O envolvimento do delegado Marcelo Martins no esquema teria acontecido em um período em que ele ainda não ocupava o cargo de diretor das delegacias especializadas. Na época dos crimes, Martins era sócio da empresa Finder Executive Consulting Assessoria, suspeita de atos de lavagem de dinheiro em prol da organização criminosa chefiada por Sérgio Cabral.

Ainda segundo o MP, o pai do delegado também recebia vantagens do grupo, pois era sócio de uma casa de câmbio apontada como responsável por lavar dinheiro do esquema criminoso. Essa é a primeira vez que um policial civil é preso na Lava Jato.

Ex-secretário de administração penitenciária, coronel César Rubens Monteiro de Carvalho foi preso na manhã desta terça (Foto: Reprodução / TV Globo)

Ex-secretário de administração penitenciária, coronel César Rubens Monteiro de Carvalho foi preso na manhã desta terça (Foto: Reprodução / TV Globo)

Crescimento de patrimônio

Um fator que chamou a atenção dos investigadores foi o crescimento do patrimônio de César Rubens Monteiro de Carvalho, que aumentou em 10 vezes no período em que era secretário da Seap. Em consulta ao Cadastro de Embarcações da Marinha do Brasil, o Ministério Público Federal constatou que ele é proprietário de sete embarcações.

Também há mandado contra o empresário Felipe Paiva, sócio oculto da Iniciativa Primus.
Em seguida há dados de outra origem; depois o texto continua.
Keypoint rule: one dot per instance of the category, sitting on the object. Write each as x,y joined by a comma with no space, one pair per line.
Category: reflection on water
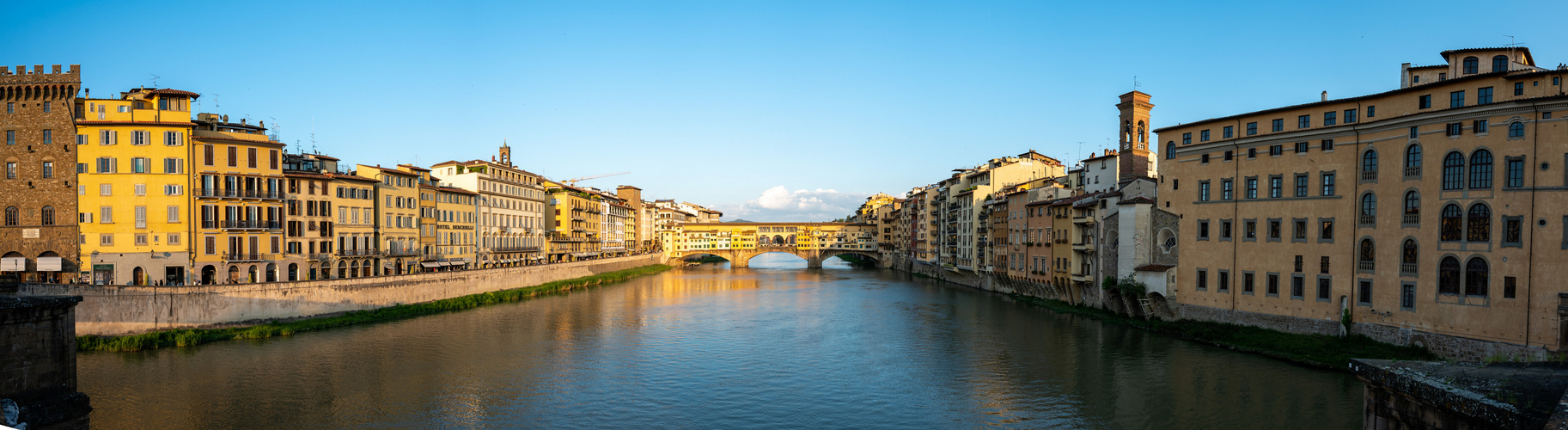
711,347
Ele também foi dono da empresa anterior que fazia o mesmo trabalho com a Seap, a Induspan. Ele ficou de 2001 a 2015 fornecendo pão para o governo. Segundo os investigadores, ele está atualmente em Portugal.

Agentes estão em Bangu cumprindo mandados de busca e apreensão (Foto: Bruno Albernaz / G1)

Agentes estão em Bangu cumprindo mandados de busca e apreensão (Foto: Bruno Albernaz / G1)

Movimento de R$ 73 milhões

Além da PF, atuam na ação agentes do Ministério Público Federal (MPF) e também o Ministério Público Estadual (MP-RJ) que investigam, respectivamente, formação de quadrilha, lavagem de dinheiro e corrupção, além de peculato (se apropriar do dinheiro público) e fraude de licitação.

De acordo com o MPF, a fraude no fornecimento de pão para os presídios movimentou R$ 73 milhões dos cofres públicos.

O projeto inicial previa a profissionalização dos presos, onde a Seap contratava uma organização sem fins lucrativos para gerir um projeto de padaria. O objetivo do programa era incentivar os presos que quisessem trabalhar na padaria.

A cada três dias de trabalho, eles poderiam ter a redução de um dia na pena. Mas o trabalho de auditoria detectou que o controle era falho. A suspeita é de que o benefício foi concedido até a detentos que não trabalharam.

O TCE ainda constatou a ausência da folha de presença. Assim, não há como comprovar que o serviço foi realmente prestado pelos presos.

Agentes da Polícia Federal cercam casa em Bangu (Foto: Bruno Albernaz / G1)

Agentes da Polícia Federal cercam casa em Bangu.